Files
i2p.www/i2p2www/spec/proposals/140-invisible-multihoming.rst
str4d 334b6df0e4 Prop140:
- Add definitions of user, client (with sub-definitions for balancer, frontend
  and backend), and router
- Replace "edge router" with "router"
- Add a second diagram showing a multi-client setup with split-out balancer,
  frontends and backend
2017-07-04 18:21:24 +00:00

347 lines
12 KiB
ReStructuredText

=====================
Invisible Multihoming
=====================
.. meta::
:author: str4d
:created: 2017-05-22
:thread: http://zzz.i2p/topics/2335
:lastupdated: 2017-07-04
:status: Open
.. contents::
Overview
========
This proposal outlines a design for a protocol enabling an I2P client, service
or external balancer process to manage multiple routers transparently hosting a
single [Destination]_.
The proposal currently does not specify a concrete implementation. It could be
implemented as an extension to [I2CP]_, or as a new protocol.
Motivation
==========
Multihoming is where multiple routers are used to host the same Destination.
The current way to multihome with I2P is to run the same Destination on each
router independently; the router that gets used by clients at any particular
time is the last one to publish a [LeaseSet]_.
This is a hack and presumably won't work for large websites at scale. Say we had
100 multihoming routers each with 16 tunnels. That's 1600 LeaseSet publishes
every 10 minutes, or almost 3 per second. The floodfills would get overwhelmed
and throttles would kick in. And that's before we even mention the lookup
traffic.
[Prop123]_ solves this problem with a meta-LeaseSet, which lists the 100 real
LeaseSet hashes. A lookup becomes a two-stage process: first looking up the
meta-LeaseSet, and then one of the named LeaseSets. This is a good solution to
the lookup traffic issue, but on its own it creates a significant privacy leak:
It is possible to determine which multihoming routers are online by monitoring
the published meta-LeaseSet, because each real LeaseSet has corresponds to a
single router.
We need a way for an I2P client or service to spread a single Destination across
multiple routers, in a way that is indistinguishable to using a single router
(from the perspective of the LeaseSet itself).
Design
======
Definitions
-----------
User
The person or organisation wanting to multihome their Destination(s). A
single Destination is considered here without loss of generality (WLOG).
Client
The application or service running behind the Destination. It may be a
client-side, server-side, or peer-to-peer application; we refer to it as
a client in the sense that it connects to the I2P routers.
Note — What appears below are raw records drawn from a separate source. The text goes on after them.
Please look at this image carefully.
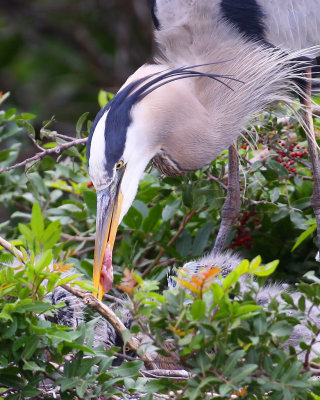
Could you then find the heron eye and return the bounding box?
[116,161,124,170]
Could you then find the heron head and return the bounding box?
[87,66,232,298]
[87,73,156,298]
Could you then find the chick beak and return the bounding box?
[93,177,123,300]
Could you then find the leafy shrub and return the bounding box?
[0,95,320,400]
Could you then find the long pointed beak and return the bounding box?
[93,174,123,300]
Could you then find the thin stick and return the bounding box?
[0,236,23,262]
[141,369,190,380]
[0,138,88,174]
[61,233,95,242]
[61,284,153,365]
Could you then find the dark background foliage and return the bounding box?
[0,0,152,126]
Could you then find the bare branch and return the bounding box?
[141,369,190,380]
[61,285,153,364]
[0,138,88,174]
[61,233,95,242]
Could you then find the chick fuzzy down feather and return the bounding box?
[168,252,320,360]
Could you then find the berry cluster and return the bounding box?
[223,177,243,192]
[230,210,261,249]
[276,139,308,174]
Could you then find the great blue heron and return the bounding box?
[87,0,320,297]
[46,252,320,369]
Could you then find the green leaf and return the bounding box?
[18,224,34,246]
[76,112,89,137]
[83,190,97,215]
[142,204,162,233]
[110,361,144,377]
[251,260,279,276]
[190,300,206,320]
[230,364,258,384]
[291,224,317,251]
[36,249,52,272]
[23,361,45,371]
[98,90,114,108]
[31,201,44,240]
[222,270,239,290]
[235,260,250,276]
[269,321,293,337]
[248,256,261,273]
[21,336,40,360]
[42,219,61,249]
[192,221,214,256]
[176,229,192,258]
[123,207,143,229]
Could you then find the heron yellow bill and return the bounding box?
[93,181,123,300]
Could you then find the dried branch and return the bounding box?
[61,233,95,242]
[61,285,153,364]
[0,138,88,174]
[141,369,190,380]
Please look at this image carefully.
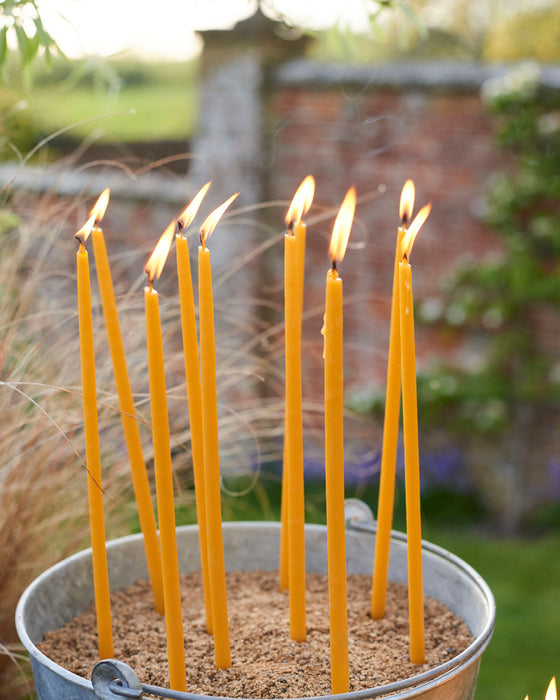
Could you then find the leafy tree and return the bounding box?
[419,66,560,530]
[0,0,62,80]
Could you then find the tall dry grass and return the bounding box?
[0,185,137,699]
[0,175,294,700]
[0,164,378,700]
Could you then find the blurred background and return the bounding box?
[0,0,560,700]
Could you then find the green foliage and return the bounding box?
[423,520,560,700]
[0,0,63,81]
[419,63,560,433]
[484,4,560,63]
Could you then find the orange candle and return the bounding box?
[176,183,212,634]
[371,180,414,620]
[144,222,187,691]
[198,194,237,669]
[399,200,430,664]
[75,214,113,659]
[279,175,315,592]
[323,187,356,693]
[91,189,164,615]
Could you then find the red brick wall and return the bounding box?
[268,85,504,390]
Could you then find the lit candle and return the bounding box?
[284,178,314,642]
[198,194,237,669]
[371,180,414,620]
[144,227,187,691]
[323,187,356,693]
[399,204,431,664]
[176,182,212,634]
[91,189,164,615]
[279,175,315,592]
[75,213,113,659]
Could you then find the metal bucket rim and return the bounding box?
[15,520,496,700]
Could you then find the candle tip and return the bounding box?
[402,202,432,260]
[329,187,356,270]
[144,221,175,282]
[74,213,96,246]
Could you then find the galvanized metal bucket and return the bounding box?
[16,516,495,700]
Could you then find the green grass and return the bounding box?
[27,83,197,141]
[0,56,198,148]
[424,525,560,700]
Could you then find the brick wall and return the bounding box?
[267,67,505,400]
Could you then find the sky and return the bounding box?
[38,0,374,60]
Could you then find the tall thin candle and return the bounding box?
[279,175,315,592]
[371,180,414,620]
[176,182,212,634]
[198,194,237,669]
[324,187,356,693]
[144,227,187,691]
[75,213,113,659]
[399,205,431,664]
[91,189,164,615]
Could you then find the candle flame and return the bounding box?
[399,180,414,226]
[285,175,315,226]
[89,187,110,224]
[144,221,175,286]
[74,187,109,245]
[329,187,356,263]
[177,182,210,233]
[402,202,432,258]
[200,192,239,248]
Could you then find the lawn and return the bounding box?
[0,61,198,149]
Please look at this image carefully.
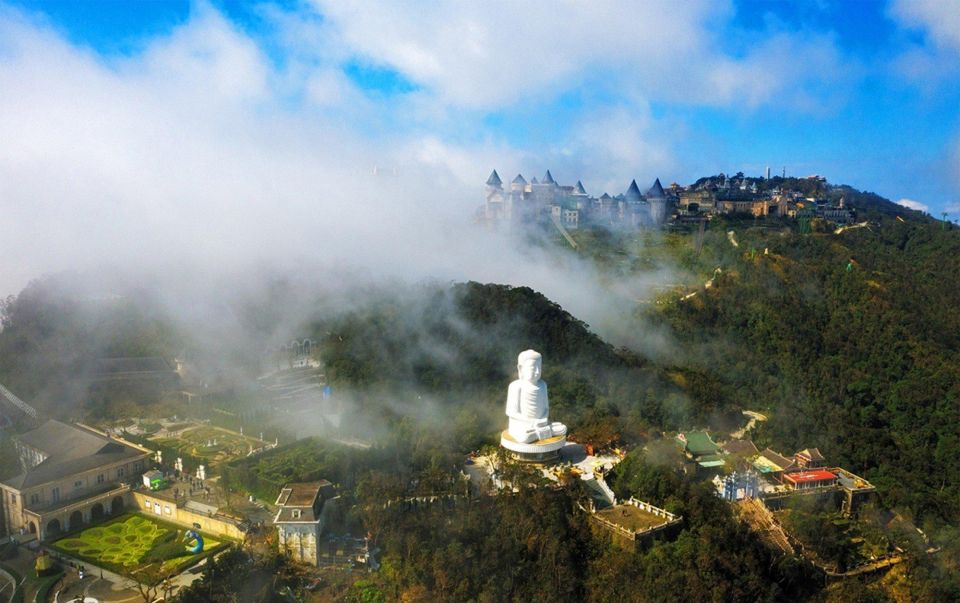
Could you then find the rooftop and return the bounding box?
[783,470,837,484]
[3,420,149,490]
[723,440,760,456]
[794,448,824,461]
[95,356,173,376]
[273,479,336,523]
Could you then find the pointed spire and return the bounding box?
[647,178,667,199]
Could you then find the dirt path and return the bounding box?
[738,498,794,555]
[730,410,767,440]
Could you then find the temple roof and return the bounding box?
[723,440,760,456]
[794,448,824,461]
[760,448,797,471]
[273,479,336,523]
[647,178,667,199]
[3,420,147,490]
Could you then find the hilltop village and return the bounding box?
[0,339,902,601]
[0,186,953,603]
[477,170,856,229]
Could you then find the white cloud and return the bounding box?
[897,199,930,213]
[0,2,688,350]
[890,0,960,50]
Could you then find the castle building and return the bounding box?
[478,170,676,230]
[0,420,152,540]
[273,480,340,565]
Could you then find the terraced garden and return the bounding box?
[150,425,265,465]
[52,514,226,581]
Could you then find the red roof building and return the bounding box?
[783,469,837,490]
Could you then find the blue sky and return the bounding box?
[9,0,960,213]
[0,0,960,294]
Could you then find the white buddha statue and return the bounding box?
[507,350,567,444]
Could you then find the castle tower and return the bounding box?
[646,178,668,224]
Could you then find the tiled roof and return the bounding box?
[3,420,147,490]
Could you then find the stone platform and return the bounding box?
[500,430,567,463]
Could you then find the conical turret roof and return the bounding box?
[647,178,667,199]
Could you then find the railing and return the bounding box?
[0,383,37,419]
[25,484,130,515]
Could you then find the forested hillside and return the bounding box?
[657,208,960,521]
[0,187,960,601]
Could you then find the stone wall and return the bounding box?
[133,490,245,540]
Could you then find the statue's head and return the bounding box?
[517,350,543,383]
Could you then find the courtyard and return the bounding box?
[52,514,227,582]
[150,424,267,465]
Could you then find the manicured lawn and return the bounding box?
[52,514,226,579]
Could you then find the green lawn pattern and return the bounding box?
[53,515,221,574]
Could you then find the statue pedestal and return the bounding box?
[500,430,567,463]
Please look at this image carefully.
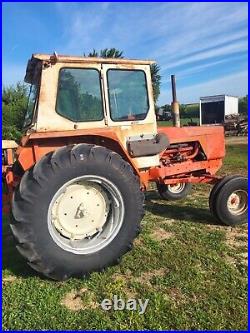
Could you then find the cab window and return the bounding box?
[56,68,103,122]
[108,69,149,121]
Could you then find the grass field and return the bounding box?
[2,138,247,330]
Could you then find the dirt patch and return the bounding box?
[226,136,247,145]
[134,238,143,247]
[2,275,17,283]
[226,227,248,248]
[134,268,166,285]
[165,288,186,304]
[161,219,176,226]
[61,288,99,311]
[151,228,173,242]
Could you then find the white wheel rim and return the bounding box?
[227,190,248,215]
[168,183,185,194]
[48,175,124,254]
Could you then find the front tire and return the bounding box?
[157,183,192,201]
[11,144,144,280]
[210,176,248,226]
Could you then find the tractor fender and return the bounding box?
[17,131,140,176]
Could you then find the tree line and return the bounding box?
[2,48,248,141]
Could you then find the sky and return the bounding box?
[2,2,248,105]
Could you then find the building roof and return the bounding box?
[32,53,155,65]
[200,94,238,101]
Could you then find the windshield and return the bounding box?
[23,84,38,128]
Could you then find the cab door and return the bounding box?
[102,64,159,168]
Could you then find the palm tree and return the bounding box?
[84,47,161,103]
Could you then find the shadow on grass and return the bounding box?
[2,191,221,279]
[145,191,221,225]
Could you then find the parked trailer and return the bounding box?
[200,95,239,125]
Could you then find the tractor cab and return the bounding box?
[24,54,168,168]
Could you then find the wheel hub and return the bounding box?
[51,181,110,240]
[227,190,248,215]
[168,183,185,194]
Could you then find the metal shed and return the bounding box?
[200,95,239,125]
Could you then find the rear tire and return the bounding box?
[11,144,144,280]
[157,183,192,201]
The client consists of three parts, which may all be in the same process
or may be split across processes or machines (in a multi-client setup):
Balancer
The part of the client that manages peer selection and tunnel
building. There is a single balancer at any one time, and it
communicates with all I2P routers. There may be failover balancers.
Frontend
The part of the client that can be operated in parallel. Each
frontend communicates with a single I2P router.
Backend
The part of the client that is shared between all frontends. It has
no direct communication with any I2P router.
Router
An I2P router run by the user that sits at the boundary between the I2P
network and the user's network (akin to an edge device in corporate
networks). It builds tunnels under the command of a balancer, and routes
packets for a client or frontend.
High-level overview
-------------------
Imagine the following desired configuration:
- A client application with one Destination.
- Four routers, each managing three inbound tunnels.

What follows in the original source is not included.